Kagan is now one of just three liberal justices on the high court and its only Jewish member. She never explicitly referred to the court’s current partisan divide. Nor did she mention the court’s recent Dobbs v. Jackson decision, which found there is no constitutional right to an abortion.
But she said that when a new judge arrives, “and all of a sudden the law changes on you, what does that say? It just doesn’t seem a lot like law if it can depend so much on which particular person is on the court.” Following precedent, she added, is essential “to ensure that people see courts not as political actors.”
Chinese food on Christmas
Earlier in the evening, Kagan recounted the story from her 2010 Senate confirmation hearings in which Sen. Lindsay Graham asked her where she was on Christmas. “I said, ‘like all good Jews, I was probably at a Chinese restaurant,’” Kagan recalled. “There were a lot of people who thought it was very funny. There were also a lot of people who were extremely confused.”
She said Sen. Charles Schumer “had to explain why it was that Jews went to Chinese restaurants on Christmas.” Graham later told her, “I knew you were going to get confirmed after this.” Her nomination was confirmed by a 63-37 vote.
A ‘half-bat mitzvah’
Kagan, 62, was introduced at Temple Emanu-El as having had the “first bat mitzvah” at the Lincoln Square Synagogue, a modern Orthodox synagogue on the Upper West Side of Manhattan, where she grew up. But she clarified the distinction, saying it was “not a full bat mitzvah.”

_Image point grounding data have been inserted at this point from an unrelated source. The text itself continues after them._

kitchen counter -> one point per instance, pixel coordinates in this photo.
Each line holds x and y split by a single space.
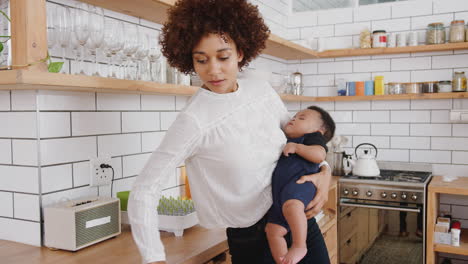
197 245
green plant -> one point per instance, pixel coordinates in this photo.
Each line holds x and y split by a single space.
51 66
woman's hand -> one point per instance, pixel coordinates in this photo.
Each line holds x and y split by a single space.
321 180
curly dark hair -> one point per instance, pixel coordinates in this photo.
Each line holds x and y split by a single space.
190 20
328 122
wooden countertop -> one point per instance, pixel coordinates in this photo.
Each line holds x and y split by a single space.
197 245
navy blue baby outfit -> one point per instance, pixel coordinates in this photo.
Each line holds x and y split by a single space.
288 170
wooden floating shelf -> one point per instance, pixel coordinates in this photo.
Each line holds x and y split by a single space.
296 98
32 80
461 250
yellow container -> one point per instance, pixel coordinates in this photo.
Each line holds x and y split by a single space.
379 87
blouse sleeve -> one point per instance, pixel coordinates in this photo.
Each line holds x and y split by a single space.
179 143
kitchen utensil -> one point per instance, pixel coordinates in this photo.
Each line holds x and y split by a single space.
365 165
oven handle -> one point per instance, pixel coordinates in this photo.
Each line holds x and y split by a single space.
416 210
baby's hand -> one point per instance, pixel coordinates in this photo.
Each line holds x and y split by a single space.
290 148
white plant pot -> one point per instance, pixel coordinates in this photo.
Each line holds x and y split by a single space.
170 223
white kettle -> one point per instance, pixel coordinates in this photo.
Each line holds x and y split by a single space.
365 165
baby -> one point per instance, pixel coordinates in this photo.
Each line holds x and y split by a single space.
307 132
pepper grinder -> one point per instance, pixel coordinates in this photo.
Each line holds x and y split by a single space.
296 83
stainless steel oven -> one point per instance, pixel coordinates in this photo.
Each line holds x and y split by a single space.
399 194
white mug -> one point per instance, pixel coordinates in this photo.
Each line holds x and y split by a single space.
401 40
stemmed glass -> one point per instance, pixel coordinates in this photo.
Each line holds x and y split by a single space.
131 47
113 43
154 62
63 28
82 29
141 57
96 36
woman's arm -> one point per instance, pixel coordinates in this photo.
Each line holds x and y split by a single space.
321 180
179 143
312 153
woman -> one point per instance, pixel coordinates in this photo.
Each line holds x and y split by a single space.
229 135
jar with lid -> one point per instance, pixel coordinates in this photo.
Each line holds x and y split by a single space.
457 31
459 82
445 86
435 33
379 39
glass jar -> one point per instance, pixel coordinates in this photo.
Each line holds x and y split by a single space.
459 82
435 33
430 87
457 31
379 39
445 86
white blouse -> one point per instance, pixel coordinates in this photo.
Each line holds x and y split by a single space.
230 144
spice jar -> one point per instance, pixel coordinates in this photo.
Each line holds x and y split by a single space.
459 82
457 31
379 39
445 86
430 87
435 33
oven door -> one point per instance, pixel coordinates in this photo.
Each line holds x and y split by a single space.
380 232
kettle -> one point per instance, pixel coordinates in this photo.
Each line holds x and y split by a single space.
365 165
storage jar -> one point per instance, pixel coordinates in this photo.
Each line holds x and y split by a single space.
459 82
435 33
445 86
430 87
412 87
379 39
457 31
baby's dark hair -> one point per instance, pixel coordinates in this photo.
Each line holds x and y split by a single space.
328 122
190 20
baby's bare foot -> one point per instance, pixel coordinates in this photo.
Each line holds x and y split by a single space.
294 255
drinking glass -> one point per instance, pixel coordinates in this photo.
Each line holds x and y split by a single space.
96 35
63 28
82 30
131 46
113 43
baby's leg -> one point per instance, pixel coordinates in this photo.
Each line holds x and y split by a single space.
275 235
293 211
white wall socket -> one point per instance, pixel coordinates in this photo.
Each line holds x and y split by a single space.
100 176
459 116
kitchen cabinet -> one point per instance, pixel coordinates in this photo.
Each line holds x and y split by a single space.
358 229
437 187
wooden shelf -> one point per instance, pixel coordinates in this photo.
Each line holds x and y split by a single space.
397 50
296 98
30 80
461 250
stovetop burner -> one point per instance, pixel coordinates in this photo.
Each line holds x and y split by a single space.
396 176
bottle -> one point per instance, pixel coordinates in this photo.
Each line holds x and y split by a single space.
379 87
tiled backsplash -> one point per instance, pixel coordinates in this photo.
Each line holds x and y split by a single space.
74 126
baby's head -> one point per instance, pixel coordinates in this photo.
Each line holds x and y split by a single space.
310 120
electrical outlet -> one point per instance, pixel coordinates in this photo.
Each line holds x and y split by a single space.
99 174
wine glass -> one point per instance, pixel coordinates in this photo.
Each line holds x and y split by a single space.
113 43
82 29
131 46
96 36
141 56
63 28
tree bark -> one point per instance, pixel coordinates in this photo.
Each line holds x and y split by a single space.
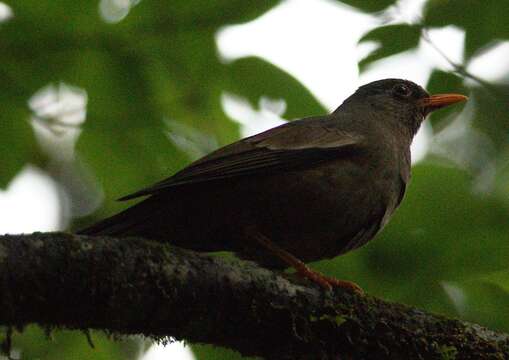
136 286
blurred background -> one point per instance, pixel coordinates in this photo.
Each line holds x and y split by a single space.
100 98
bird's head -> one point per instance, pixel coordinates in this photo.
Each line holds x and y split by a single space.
400 100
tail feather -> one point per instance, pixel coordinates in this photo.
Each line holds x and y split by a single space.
127 222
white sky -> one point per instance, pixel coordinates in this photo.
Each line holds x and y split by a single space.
316 41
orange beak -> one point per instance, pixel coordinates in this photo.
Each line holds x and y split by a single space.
438 101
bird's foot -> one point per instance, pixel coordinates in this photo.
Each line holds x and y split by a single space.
326 281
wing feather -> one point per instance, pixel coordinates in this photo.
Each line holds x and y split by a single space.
291 145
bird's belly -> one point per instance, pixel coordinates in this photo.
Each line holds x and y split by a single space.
318 213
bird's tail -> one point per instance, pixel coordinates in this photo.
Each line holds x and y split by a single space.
131 221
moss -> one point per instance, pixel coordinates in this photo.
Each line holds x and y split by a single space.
448 352
336 319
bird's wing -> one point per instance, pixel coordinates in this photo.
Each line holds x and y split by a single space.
287 146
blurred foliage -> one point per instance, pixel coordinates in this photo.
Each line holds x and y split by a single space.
446 249
34 343
391 40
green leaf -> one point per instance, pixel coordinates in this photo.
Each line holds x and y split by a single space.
483 21
392 39
369 5
441 232
441 82
481 301
253 77
34 343
490 112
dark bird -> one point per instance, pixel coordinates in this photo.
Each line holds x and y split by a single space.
307 190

She recalled wanting a bat mitzvah after her older brother’s bar mitzvah. But in 1973, “Orthodox synagogues did not give bat mitzvahs,” she said. After a “negotiation with the rabbi,” they settled on a “half-bat mitzvah” or “quasi-bat mitzvah,” called a “bat torah.” It took place on a Friday night, not Saturday, and she read a haftarah portion instead of a Torah portion.
“So it was compromised in various ways for those of you who know about Jewish-type stuff,” Kagan said. Still, she expressed an “enormous amount of respect for the rabbis” at Lincoln Square who were “pioneering in this endeavor.”
The Brandeis ‘horror story’
Kagan spoke for more than an hour in conversation with Alison Nathan, a judge on the Second Circuit Court of Appeals. Nathan noted that Kagan holds the seat once occupied by Brandeis, who was the high court’s first Jewish justice.
Kagan described Brandeis’ nomination hearings as “a horror story” due to antisemitism. “It was an incredible thing to get him confirmed through that feeling of ‘no Jews here,’” she said. “It didn’t end when he got to the court. One of his colleagues would turn his back on him when he started to talk.”
Referring to that judge, Justice James Clark McReynolds, Kagan added that he was a “nothing justice. Except that he was an antisemite, you wouldn’t know what his name was. And Justice Brandeis was one of the greatest justices, the most brilliant justices, of all time.”